Ethereum’s fundamental strength lies in its role as the settlement backbone for over 60% of all stablecoin issuance, currently $147 billion in circulation. With the U.S. Genius Act providing regulatory clarity under the Trump administration, analysts expect the stablecoin market to expand toward $2 trillion by 2030, creating structural demand for ETH gas fees. Ethereum’s uptime record—zero downtime since launch—has reinforced its credibility among institutional allocators migrating on-chain assets.

Part of Ethereum’s drawdown stems from the AI-bubble deflation spreading from equities. Palantir’s (PLTR) –8% plunge and Nvidia’s (NVDA) –4% slide in the same session fueled cross-asset deleveraging. Traders increasingly view crypto and AI equities as correlated risk proxies. The Nasdaq–ETH correlation, now 0.72, means equity weakness directly undermines crypto momentum. Yet historically, these synchronized selloffs often precede recovery once volatility compresses.

Approximately 441,867 traders were liquidated in the recent two-day crash, totaling $1.78 billion in forced positions. Funding rates across major perpetual futures turned negative (-0.013% average), suggesting shorts are paying longs—a contrarian bullish signal. Market sentiment indexes show “Extreme Fear” at 19/100, typically aligning with cyclical bottoms.

Medium-Term Technical Framework

Support levels: $3,175 / $2,880 / $2,380

Resistance zones: $3,600 / $3,950 / $4,000

RSI: 33 (oversold recovery) MACD: bearish slope SOPR: 0.97 (accumulation)

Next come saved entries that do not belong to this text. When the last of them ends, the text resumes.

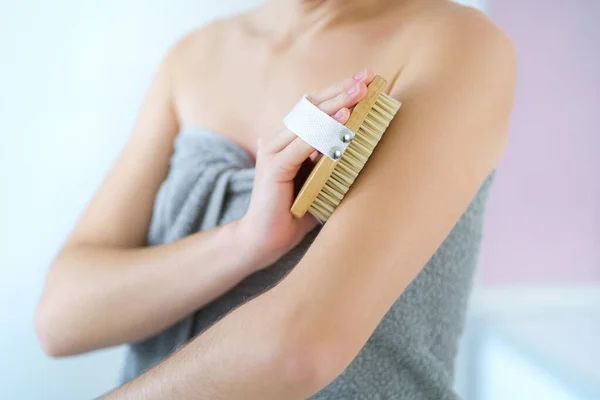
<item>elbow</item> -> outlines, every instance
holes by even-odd
[[[284,382],[287,393],[298,398],[308,398],[324,389],[348,366],[348,357],[340,347],[329,343],[325,337],[290,339],[286,335],[275,340],[282,343],[278,351],[274,370],[280,382]]]
[[[59,358],[74,355],[67,335],[61,335],[60,324],[54,318],[52,306],[41,300],[35,312],[35,332],[42,351],[49,357]]]
[[[49,357],[75,356],[107,347],[82,326],[81,318],[62,299],[42,299],[35,312],[35,332]]]
[[[269,296],[273,293],[249,303],[256,307],[256,315],[264,312],[269,302],[274,304]],[[281,392],[273,398],[309,398],[344,372],[364,343],[357,341],[356,335],[340,335],[331,321],[306,312],[295,301],[289,305],[278,301],[277,307],[281,313],[276,312],[270,323],[246,332],[244,348],[257,355],[252,364],[262,370],[260,375],[269,389],[275,389],[273,382],[281,384]]]
[[[52,274],[52,271],[50,272]],[[71,302],[64,301],[60,288],[55,287],[56,277],[49,276],[35,310],[35,333],[46,355],[59,358],[80,353],[74,340],[74,327],[69,317]]]

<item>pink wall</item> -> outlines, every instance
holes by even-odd
[[[519,78],[482,281],[600,282],[600,1],[491,3]]]

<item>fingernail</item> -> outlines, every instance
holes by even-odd
[[[348,94],[354,94],[358,90],[358,86],[354,85],[350,89],[348,89]]]
[[[344,116],[344,109],[342,108],[341,110],[339,110],[338,112],[336,112],[333,116],[333,118],[340,120],[342,119],[342,117]]]
[[[360,81],[362,78],[365,77],[365,75],[366,75],[366,71],[363,69],[358,74],[354,75],[354,79],[357,81]]]

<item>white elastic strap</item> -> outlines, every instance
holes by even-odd
[[[354,132],[311,103],[306,95],[283,119],[296,136],[332,160],[339,159],[354,137]]]

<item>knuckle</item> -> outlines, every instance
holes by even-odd
[[[294,164],[295,163],[292,160],[292,157],[284,156],[283,154],[280,154],[274,160],[274,167],[275,167],[276,171],[279,173],[287,174],[287,173],[294,171],[295,168],[297,168],[297,166]]]
[[[278,166],[278,172],[282,175],[287,175],[292,171],[293,171],[293,167],[290,165],[289,162],[279,164],[279,166]]]
[[[346,103],[347,96],[346,92],[339,93],[337,96],[321,103],[319,108],[321,111],[327,113],[332,112],[335,109],[341,108]]]
[[[272,153],[276,147],[278,136],[279,134],[262,139],[257,150],[263,153]]]
[[[290,162],[282,162],[278,163],[277,166],[272,171],[273,179],[277,181],[287,181],[293,178],[295,175],[295,168],[291,165]]]
[[[331,86],[328,86],[316,93],[313,93],[312,95],[307,96],[308,100],[312,102],[313,98],[320,98],[322,96],[326,96],[326,95],[331,95],[331,97],[335,97],[334,94],[340,94],[345,92],[347,89],[349,89],[352,85],[355,84],[354,79],[352,78],[345,78],[342,79],[340,81],[337,81],[335,83],[333,83]]]
[[[344,79],[341,90],[349,89],[352,85],[356,85],[356,81],[352,78]]]
[[[346,90],[348,88],[350,88],[350,86],[352,86],[354,80],[352,80],[351,78],[346,78],[344,80],[339,81],[338,83],[336,83],[334,85],[334,89],[335,92],[337,93],[337,95],[341,95],[344,94],[346,92]]]

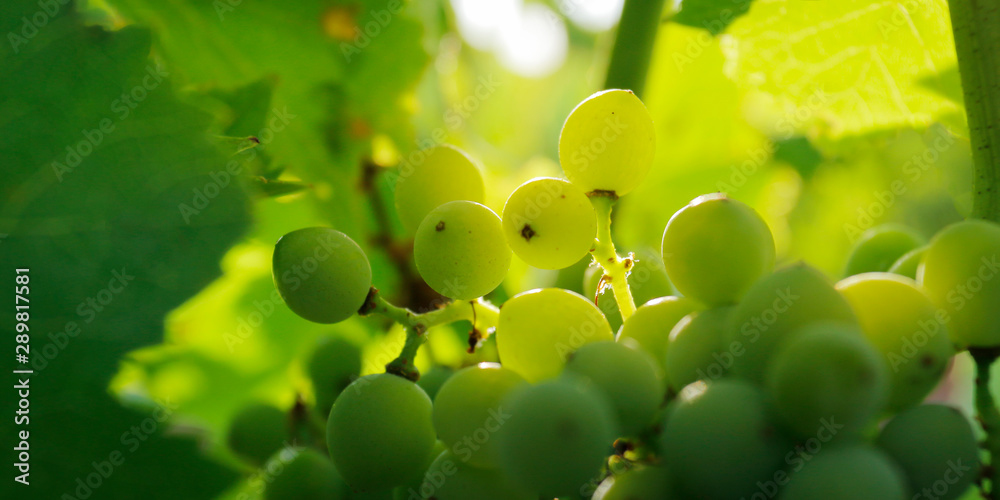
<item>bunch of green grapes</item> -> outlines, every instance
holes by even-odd
[[[406,328],[389,372],[365,376],[377,356],[339,332],[323,338],[306,363],[315,413],[254,405],[237,414],[235,454],[263,465],[298,450],[265,496],[965,495],[991,470],[977,432],[925,400],[956,345],[977,360],[1000,346],[1000,226],[966,221],[929,243],[904,226],[877,227],[835,284],[804,262],[775,268],[764,219],[716,193],[678,210],[658,250],[621,253],[607,240],[608,209],[649,171],[653,131],[633,93],[590,96],[559,138],[568,180],[520,185],[502,217],[483,204],[480,168],[461,150],[437,146],[401,166],[394,194],[413,265],[454,301],[429,311],[388,304],[343,233],[282,237],[274,280],[295,313],[319,323],[380,313]],[[505,282],[513,255],[560,271],[532,275],[545,288]],[[464,330],[467,353],[440,355],[454,341],[435,342],[454,333],[434,328],[445,323]],[[418,358],[428,342],[434,349]],[[414,382],[417,364],[426,374]],[[320,440],[299,442],[319,433],[308,425],[317,414],[328,415],[329,458]]]

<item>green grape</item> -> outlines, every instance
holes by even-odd
[[[802,437],[824,421],[854,434],[875,418],[889,397],[889,374],[879,352],[855,326],[804,327],[774,354],[767,389],[785,424]]]
[[[618,333],[618,341],[635,339],[642,350],[646,351],[666,374],[667,345],[670,330],[684,316],[693,313],[700,306],[691,299],[684,297],[660,297],[646,302],[629,316]]]
[[[954,354],[934,304],[916,282],[890,273],[852,276],[838,283],[837,290],[889,367],[888,409],[899,411],[923,401]]]
[[[559,375],[566,356],[584,344],[613,339],[594,304],[560,288],[515,295],[500,308],[496,330],[504,368],[532,383]]]
[[[355,380],[330,410],[326,440],[333,463],[356,491],[388,489],[420,474],[436,441],[431,400],[402,377]]]
[[[632,341],[587,344],[566,362],[567,373],[581,376],[608,398],[624,436],[638,436],[649,427],[663,402],[656,370],[656,362]]]
[[[774,267],[774,238],[764,219],[718,193],[695,198],[670,218],[662,251],[677,290],[710,306],[737,302]]]
[[[582,293],[586,296],[583,290],[583,281],[586,279],[587,270],[590,269],[590,263],[593,260],[590,254],[587,254],[572,266],[560,269],[552,286]]]
[[[946,227],[932,240],[920,283],[951,319],[948,331],[957,344],[1000,345],[1000,226],[967,220]]]
[[[764,394],[738,380],[685,389],[668,410],[661,436],[664,460],[684,498],[749,496],[782,468],[789,448],[770,420]]]
[[[733,311],[726,342],[735,357],[732,372],[762,383],[779,344],[801,327],[820,321],[857,324],[851,306],[823,273],[798,263],[765,276]]]
[[[920,405],[896,415],[875,444],[903,469],[910,490],[924,498],[954,500],[979,477],[972,426],[949,406]]]
[[[341,500],[348,498],[347,485],[330,459],[310,449],[290,450],[294,458],[267,483],[266,500]],[[279,455],[276,459],[280,460]]]
[[[540,177],[521,184],[507,198],[503,232],[510,249],[529,265],[562,269],[594,246],[597,214],[580,188]]]
[[[285,412],[267,404],[252,404],[233,417],[226,441],[237,455],[260,465],[289,441],[290,432]]]
[[[669,473],[662,467],[635,467],[608,479],[593,500],[680,500]]]
[[[500,471],[463,462],[452,452],[441,453],[427,468],[418,489],[407,500],[536,500],[537,495],[515,485]]]
[[[361,247],[340,231],[308,227],[274,245],[274,285],[288,308],[315,323],[339,323],[358,312],[372,286]]]
[[[417,385],[420,386],[427,396],[434,399],[437,396],[438,390],[441,386],[448,381],[449,378],[455,373],[454,370],[448,368],[447,366],[435,365],[427,370],[427,373],[421,373],[420,379],[417,380]]]
[[[911,280],[917,279],[917,269],[920,267],[920,263],[924,261],[924,253],[927,252],[927,246],[914,248],[903,254],[902,257],[893,262],[892,266],[889,267],[889,272],[906,276]]]
[[[452,201],[424,218],[413,241],[413,259],[435,292],[472,300],[507,276],[510,248],[497,214],[479,203]]]
[[[628,194],[646,177],[655,152],[653,119],[630,90],[604,90],[586,98],[559,134],[559,163],[585,193]]]
[[[501,402],[525,383],[520,375],[495,363],[459,370],[434,398],[434,428],[438,438],[463,462],[475,467],[496,467],[494,434],[506,419]]]
[[[605,285],[601,290],[597,289],[602,276],[604,276],[604,269],[600,266],[588,267],[583,275],[583,291],[587,300],[593,300],[596,297],[597,308],[607,318],[611,331],[617,332],[622,326],[622,312],[618,309],[618,301],[615,300],[615,293],[610,286]],[[629,288],[631,287],[632,284],[629,283]]]
[[[888,271],[893,262],[924,243],[923,236],[900,224],[871,228],[851,249],[844,276]]]
[[[823,449],[789,478],[782,500],[910,498],[899,466],[864,444]]]
[[[522,387],[504,401],[509,419],[497,432],[501,469],[513,481],[549,498],[572,495],[611,451],[614,414],[607,399],[559,378]]]
[[[323,337],[309,358],[307,370],[316,394],[316,410],[325,417],[340,391],[361,374],[361,349],[340,337]]]
[[[421,162],[401,165],[396,179],[396,213],[409,233],[431,210],[449,201],[486,199],[483,174],[464,151],[443,144],[422,153]]]
[[[719,379],[732,366],[725,344],[732,314],[732,306],[693,312],[670,331],[664,366],[674,392],[697,380]]]

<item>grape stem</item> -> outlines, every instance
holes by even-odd
[[[447,302],[433,311],[417,313],[405,307],[393,305],[375,287],[372,287],[368,292],[368,298],[365,299],[358,314],[361,316],[380,314],[403,325],[406,330],[403,349],[396,359],[385,365],[385,371],[413,381],[420,378],[420,371],[414,365],[414,359],[417,356],[417,350],[427,341],[427,330],[456,321],[472,323],[472,331],[469,332],[469,352],[471,353],[480,341],[496,329],[497,321],[500,319],[500,309],[482,297],[475,300],[455,300]]]
[[[604,269],[601,281],[611,283],[611,290],[615,294],[615,301],[618,302],[618,310],[621,311],[624,321],[635,312],[632,290],[628,287],[628,274],[635,264],[635,256],[629,253],[624,258],[620,257],[615,250],[615,242],[611,240],[611,209],[618,201],[618,195],[610,191],[593,191],[587,193],[587,196],[597,211],[597,239],[594,240],[594,248],[590,253]]]
[[[1000,357],[1000,349],[973,347],[969,348],[969,354],[976,361],[976,416],[986,433],[983,447],[990,455],[989,465],[983,467],[983,478],[990,483],[989,491],[982,482],[979,487],[983,498],[995,498],[997,485],[1000,485],[1000,468],[996,463],[1000,459],[1000,411],[990,392],[990,368]]]
[[[972,216],[1000,222],[1000,0],[950,0],[975,168]]]

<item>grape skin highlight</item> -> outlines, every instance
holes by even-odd
[[[541,177],[521,184],[507,198],[503,230],[511,250],[529,265],[562,269],[590,252],[597,214],[580,188]]]
[[[401,165],[394,197],[396,213],[407,232],[413,233],[435,208],[449,201],[483,203],[483,174],[465,151],[450,144],[422,151],[421,163]]]

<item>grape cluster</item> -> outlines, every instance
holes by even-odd
[[[614,250],[609,207],[639,185],[654,153],[652,119],[624,90],[594,94],[566,120],[559,157],[568,181],[524,183],[502,215],[483,205],[468,155],[424,152],[400,170],[396,208],[420,275],[453,302],[422,314],[381,302],[348,236],[309,228],[281,238],[275,283],[303,318],[386,314],[408,335],[396,367],[412,365],[411,346],[428,327],[468,320],[473,333],[495,335],[499,363],[439,367],[418,385],[392,370],[360,376],[356,346],[322,342],[308,371],[327,418],[316,449],[325,444],[329,458],[302,451],[268,498],[965,494],[981,467],[975,431],[958,411],[924,400],[958,350],[1000,346],[1000,227],[960,222],[929,242],[904,227],[876,228],[835,283],[804,262],[776,267],[764,219],[716,193],[670,218],[659,257],[637,260]],[[512,255],[563,269],[588,253],[586,297],[528,290],[499,311],[481,299]],[[633,282],[640,269],[654,283],[645,295]],[[279,417],[261,407],[238,416],[233,450],[259,463],[295,440]],[[268,437],[275,433],[281,439]]]

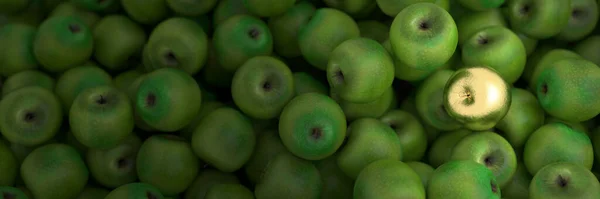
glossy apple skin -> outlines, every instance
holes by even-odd
[[[493,128],[506,115],[510,103],[510,86],[488,67],[460,69],[444,88],[448,114],[475,131]]]

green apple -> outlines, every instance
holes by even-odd
[[[456,20],[458,28],[458,43],[463,44],[471,35],[479,32],[481,29],[492,26],[506,27],[506,20],[502,16],[500,9],[490,9],[486,11],[470,11]]]
[[[471,10],[489,10],[500,7],[505,0],[458,0],[462,6]],[[510,0],[509,0],[510,1]]]
[[[494,69],[459,69],[444,88],[444,108],[466,128],[483,131],[493,128],[508,112],[510,84]]]
[[[374,0],[323,0],[323,2],[327,7],[341,10],[351,16],[368,12],[370,7],[375,4]]]
[[[379,120],[396,131],[402,145],[402,160],[417,161],[423,158],[427,149],[427,135],[419,120],[411,113],[390,110]]]
[[[598,56],[599,50],[600,35],[590,36],[580,41],[573,49],[573,51],[575,51],[577,54],[591,62],[594,62],[594,64],[597,66],[600,66],[600,56]]]
[[[337,164],[337,153],[317,161],[315,166],[323,181],[321,198],[352,198],[354,180],[348,177]]]
[[[35,198],[75,198],[85,187],[89,171],[75,148],[48,144],[32,151],[21,164],[21,177]]]
[[[133,132],[133,108],[129,98],[117,88],[90,88],[82,91],[73,101],[69,126],[75,138],[84,146],[113,148]]]
[[[435,129],[452,131],[462,126],[444,108],[444,87],[453,74],[452,70],[439,70],[417,88],[415,105],[418,115],[425,124]]]
[[[577,41],[594,31],[598,23],[598,2],[595,0],[570,0],[571,14],[569,23],[562,29],[556,39]]]
[[[423,162],[410,161],[406,162],[406,164],[419,175],[421,179],[421,183],[425,190],[427,190],[427,184],[429,184],[429,178],[431,178],[431,174],[433,173],[433,167],[425,164]]]
[[[164,196],[152,185],[134,182],[112,190],[105,199],[121,198],[164,199]]]
[[[220,66],[235,72],[252,57],[271,55],[273,36],[267,24],[259,18],[236,15],[217,26],[213,45]]]
[[[112,85],[112,77],[101,68],[88,64],[69,69],[56,80],[54,93],[62,103],[63,112],[69,113],[75,98],[83,91]]]
[[[36,33],[37,28],[27,24],[9,23],[0,27],[0,43],[5,46],[0,48],[0,76],[38,68],[32,50]]]
[[[458,44],[452,16],[433,3],[412,4],[398,13],[390,28],[393,55],[421,70],[434,70],[446,63]]]
[[[202,160],[223,172],[233,172],[250,159],[256,136],[246,116],[233,108],[223,107],[200,121],[192,134],[191,145]]]
[[[31,26],[38,26],[46,17],[44,12],[43,0],[30,0],[27,7],[20,12],[7,14],[7,18],[11,23],[22,23]]]
[[[276,130],[268,130],[256,135],[256,145],[250,159],[244,165],[244,172],[252,184],[257,184],[262,173],[273,158],[287,152]]]
[[[362,20],[356,22],[360,36],[383,43],[389,39],[390,27],[376,20]]]
[[[169,8],[171,8],[177,14],[184,16],[200,16],[210,12],[219,1],[166,0],[166,2]]]
[[[217,184],[239,184],[233,173],[225,173],[216,169],[206,168],[198,174],[194,182],[183,194],[185,199],[204,199],[206,192]]]
[[[294,155],[320,160],[336,152],[346,137],[342,108],[319,93],[294,97],[279,116],[279,136]]]
[[[137,180],[136,157],[142,141],[130,135],[110,149],[90,149],[85,158],[92,177],[105,187],[117,188]]]
[[[33,53],[45,70],[63,72],[92,56],[92,31],[75,16],[46,19],[33,40]]]
[[[145,25],[154,25],[169,15],[166,0],[121,0],[123,10],[131,19]]]
[[[186,140],[162,134],[144,141],[135,165],[140,182],[171,196],[183,193],[192,184],[200,169],[200,160]]]
[[[298,34],[315,14],[316,8],[309,1],[300,1],[279,16],[269,18],[269,30],[273,34],[273,48],[286,58],[302,55]]]
[[[575,78],[576,77],[576,78]],[[581,122],[600,113],[600,67],[583,59],[564,59],[544,69],[535,91],[544,110],[559,119]],[[565,95],[564,92],[568,92]]]
[[[326,70],[333,50],[342,42],[360,37],[358,25],[348,14],[319,8],[298,33],[302,56],[312,66]]]
[[[524,34],[524,33],[519,33]],[[529,37],[529,36],[527,36]],[[531,38],[531,37],[529,37]],[[521,74],[521,79],[527,81],[527,83],[531,83],[531,76],[533,72],[538,67],[538,63],[540,60],[550,51],[556,49],[557,47],[553,44],[549,44],[548,42],[538,42],[538,45],[535,47],[535,51],[533,51],[530,55],[527,56],[527,62],[525,64],[525,70],[523,70],[523,74]]]
[[[11,75],[4,80],[2,85],[2,96],[6,96],[9,93],[30,87],[39,86],[49,91],[54,91],[55,81],[48,74],[38,70],[25,70],[14,75]]]
[[[418,82],[427,78],[430,74],[435,72],[436,69],[419,69],[411,67],[404,62],[398,60],[394,57],[394,51],[392,49],[392,44],[390,40],[385,40],[381,45],[387,50],[392,59],[394,60],[394,76],[399,80],[405,80],[409,82]],[[455,53],[456,54],[456,53]],[[437,68],[437,69],[441,69]]]
[[[254,199],[254,193],[241,184],[218,184],[212,186],[204,195],[206,199]]]
[[[105,188],[88,185],[83,188],[77,199],[104,199],[109,193],[110,191]]]
[[[25,193],[16,187],[0,186],[0,196],[2,199],[28,199]]]
[[[419,175],[408,164],[394,159],[375,161],[366,166],[354,184],[355,199],[425,199]]]
[[[367,103],[381,97],[394,80],[394,64],[385,48],[367,38],[349,39],[331,52],[327,80],[341,99]]]
[[[237,107],[256,119],[273,119],[294,97],[292,71],[270,56],[246,61],[233,76],[231,95]]]
[[[500,192],[493,172],[472,160],[443,164],[433,171],[427,186],[430,199],[500,199]]]
[[[315,165],[290,153],[277,155],[254,188],[256,198],[318,199],[323,188]]]
[[[206,66],[202,68],[200,77],[206,85],[213,86],[215,88],[221,88],[229,90],[231,88],[231,80],[233,74],[219,64],[217,56],[215,55],[215,48],[212,42],[208,42],[208,58]]]
[[[242,0],[244,7],[256,16],[274,17],[285,13],[296,0]]]
[[[131,67],[131,59],[141,54],[147,37],[140,25],[123,15],[103,17],[93,35],[94,58],[110,71]]]
[[[178,68],[194,75],[206,63],[207,40],[202,27],[190,19],[164,20],[154,27],[144,46],[144,66],[148,71]]]
[[[506,9],[513,30],[535,39],[547,39],[569,24],[571,0],[510,0]]]
[[[471,133],[471,130],[459,129],[441,134],[433,141],[431,147],[429,148],[427,153],[429,164],[436,168],[450,161],[450,156],[452,155],[452,149],[454,149],[454,146],[465,136],[470,135]]]
[[[56,95],[42,87],[27,87],[0,101],[0,132],[11,143],[42,144],[54,137],[63,112]]]
[[[402,143],[387,124],[373,118],[362,118],[350,123],[348,128],[351,132],[339,152],[337,163],[352,179],[377,160],[402,160]]]
[[[471,160],[484,165],[504,187],[513,177],[517,158],[513,147],[495,132],[478,132],[464,137],[452,149],[450,160]]]
[[[404,8],[415,3],[435,3],[445,10],[450,8],[449,0],[376,0],[376,2],[381,11],[390,17],[395,17]]]
[[[174,132],[188,125],[202,100],[196,81],[186,72],[162,68],[147,74],[135,92],[135,113],[150,127]]]
[[[516,34],[517,36],[519,36],[519,39],[521,39],[521,42],[523,42],[523,46],[525,46],[525,52],[527,52],[527,56],[531,55],[536,50],[538,40],[531,38],[523,33]]]
[[[13,186],[19,172],[20,162],[9,148],[8,143],[0,142],[0,158],[2,159],[2,162],[0,162],[0,171],[2,171],[0,173],[0,187]]]
[[[588,168],[557,162],[543,167],[533,176],[529,198],[600,198],[600,183]]]
[[[203,94],[204,96],[204,94]],[[196,128],[198,127],[198,125],[200,125],[200,122],[202,122],[202,120],[210,113],[212,113],[214,110],[217,110],[218,108],[224,107],[225,104],[216,101],[216,100],[208,100],[206,99],[206,97],[202,98],[202,105],[200,105],[200,111],[198,111],[198,115],[196,115],[196,117],[194,117],[194,119],[183,129],[181,129],[181,131],[179,131],[179,135],[181,135],[181,137],[187,139],[187,140],[191,140],[192,139],[192,135],[194,134],[194,131],[196,130]]]
[[[27,8],[32,0],[6,0],[0,2],[0,14],[14,14]]]
[[[583,59],[583,57],[571,50],[562,48],[547,51],[541,55],[538,60],[530,63],[533,68],[531,69],[531,75],[529,76],[529,88],[535,91],[535,88],[537,88],[537,79],[540,77],[542,71],[563,59]]]
[[[521,39],[510,29],[492,26],[471,35],[462,46],[465,66],[493,68],[506,83],[516,82],[523,70],[527,52]]]
[[[332,98],[339,98],[337,93],[331,93]],[[346,120],[354,121],[359,118],[370,117],[379,118],[389,110],[396,106],[396,94],[391,86],[378,99],[367,103],[352,103],[343,99],[336,99],[337,103],[342,107]]]
[[[546,115],[545,117],[546,117],[546,119],[544,120],[544,124],[557,123],[557,122],[563,123],[572,129],[575,129],[575,130],[581,131],[581,132],[585,132],[586,134],[588,134],[588,136],[590,135],[589,134],[590,131],[588,130],[588,128],[585,125],[583,125],[581,122],[565,121],[565,120],[558,119],[556,117],[552,117],[551,115]]]
[[[529,198],[529,185],[531,184],[531,174],[525,168],[522,162],[517,162],[517,170],[510,182],[502,187],[502,196],[514,199]]]
[[[131,86],[131,84],[133,84],[133,82],[142,75],[143,72],[137,69],[121,72],[114,78],[115,87],[123,92],[128,92],[127,90],[129,86]]]
[[[520,88],[511,88],[510,92],[510,108],[496,128],[513,147],[520,148],[529,135],[544,124],[545,113],[531,92]]]
[[[551,123],[531,134],[525,143],[523,160],[531,175],[554,162],[571,162],[589,170],[594,163],[594,149],[584,132],[562,123]]]
[[[94,12],[108,11],[112,7],[114,7],[115,4],[120,3],[118,0],[70,0],[70,1],[73,2],[73,4],[75,4],[81,8],[85,8],[87,10],[91,10]]]
[[[63,1],[63,0],[61,0]],[[88,27],[93,28],[94,25],[100,20],[100,16],[97,13],[84,9],[80,6],[77,6],[71,1],[65,1],[56,6],[48,14],[48,17],[56,17],[56,16],[75,16],[79,17]]]
[[[244,0],[219,0],[219,4],[213,10],[213,25],[216,27],[226,19],[234,15],[252,15],[246,9]]]
[[[325,84],[315,79],[309,73],[306,72],[294,72],[292,74],[294,78],[294,95],[301,95],[304,93],[321,93],[327,95],[329,89]]]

A sustained daily close above $3,400 would trigger a relief rally toward the 50-SMA ($3,700); failure to hold $3,175 confirms continuation to $2,650–$2,380.

Despite short-term weakness, Ethereum’s structural narrative—dominance in smart-contract settlement, institutional positioning, and stablecoin infrastructure—remains intact. The SOPR reset and 32% drop in supply-in-profit signal cleansing rather than collapse. However, macro headwinds (Fed caution, equity drawdown, and ETF outflows) limit near-term upside.

Trading bias: accumulate selectively between $2,900–$3,200.

12-month target: $4,500–$5,000 on recovery of risk appetite and ETH/BTC convergence.

Verdict: BUY-ON-DIP / Medium-Term Bullish, Short-Term Neutral.